3.    The Third Industrial Revolution = It began in the mid-20th century and was quite revolutionary: it added computers, advanced telecommunications and data analysis to manufacturing processes. The digitalization of factories began with the integration of programmable logic controllers (PLCs) into machines to automate certain processes and to collect and share data. 

4.    The Fourth industrial revolution = At present, we are in the 4th IR, also known as Industry 4.0. Characterized by increasing automation and the use of smart machines and factories, informed data is helping to produce goods more efficiently and productively throughout the value chain. To sum up, Industry 4.0 “converges previously separate physical and digital systems in industrial manufacturing” (PTC, 2020).

Flexibility is improved, so that manufacturers can more effectively meet customer needs using mass customization, ultimately seeking to achieve efficiency with, in many cases, the Lot size of one model (producing a single item per order). By collecting more data at the factory level and combining it with other operational data in the company, a smart factory can provide information transparency and make better decisions (IBM, 2022).

Industry 4.0 is revolutionizing the way companies make, improve and distribute their products.
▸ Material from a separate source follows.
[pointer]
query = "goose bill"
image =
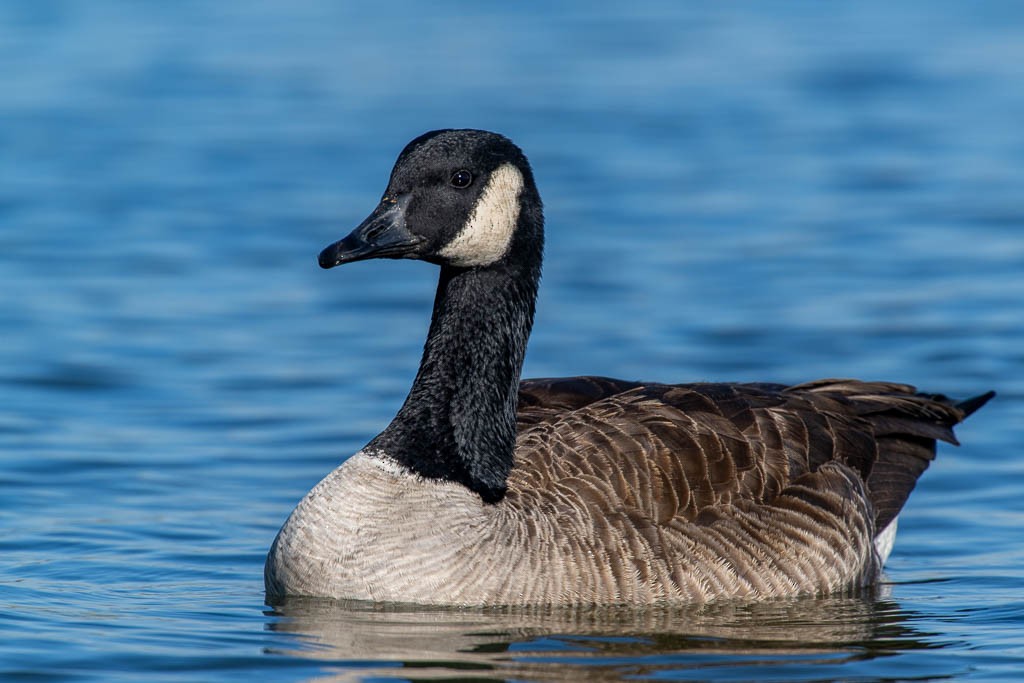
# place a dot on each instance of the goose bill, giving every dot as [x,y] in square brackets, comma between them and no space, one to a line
[382,235]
Manufacturers are integrating new technologies, including the Internet of Things (IoT), cloud computing and analytics, automation and robotics, as well as AI and machine learning into their production facilities and throughout their operations.

With an Industry 4.0 model, you can empower your business as it offers crucial insights into all parts of an organization’s operation (PTC,2020). Here are some examples of advancements:

  • Augmented reality (AR) : makes it possible for employees to improve their knowledge while becoming more skilled, more quickly AR also reduces the margin for human error as a result of machines consistently performing at a higher standard (PTC,2020).
  • Intelligent Asset Optimization: this ensures machines are more productive through enhanced asset monitoring. For example, machine maintenance can be planned in a more productive way thanks to a combination of real-time data and algorithms (PTC,2020).
  • Reduced Operational Costs : real-time visibility on the full production process can allows to cut manufacturing overheads ; material costs can be diminished with the help of real-time asset-monitoring, predictive analytics and so on.
  • Scalable Production Management : IIoT, AR and analytics make it possible for companies to introduce products to the market quickly while scaling production up or down harmlessly.


Keep in mind that Industry 4.0 is constantly evolving and there is still massive unrevealed potential. As you can see, this revolution like all previous industrial revolutions before is deeply transforming manufacturing as we know it. If you take the steps to get your company towards more digitization, you’ll see that you’ll end up at the front of this transformation, leading the market.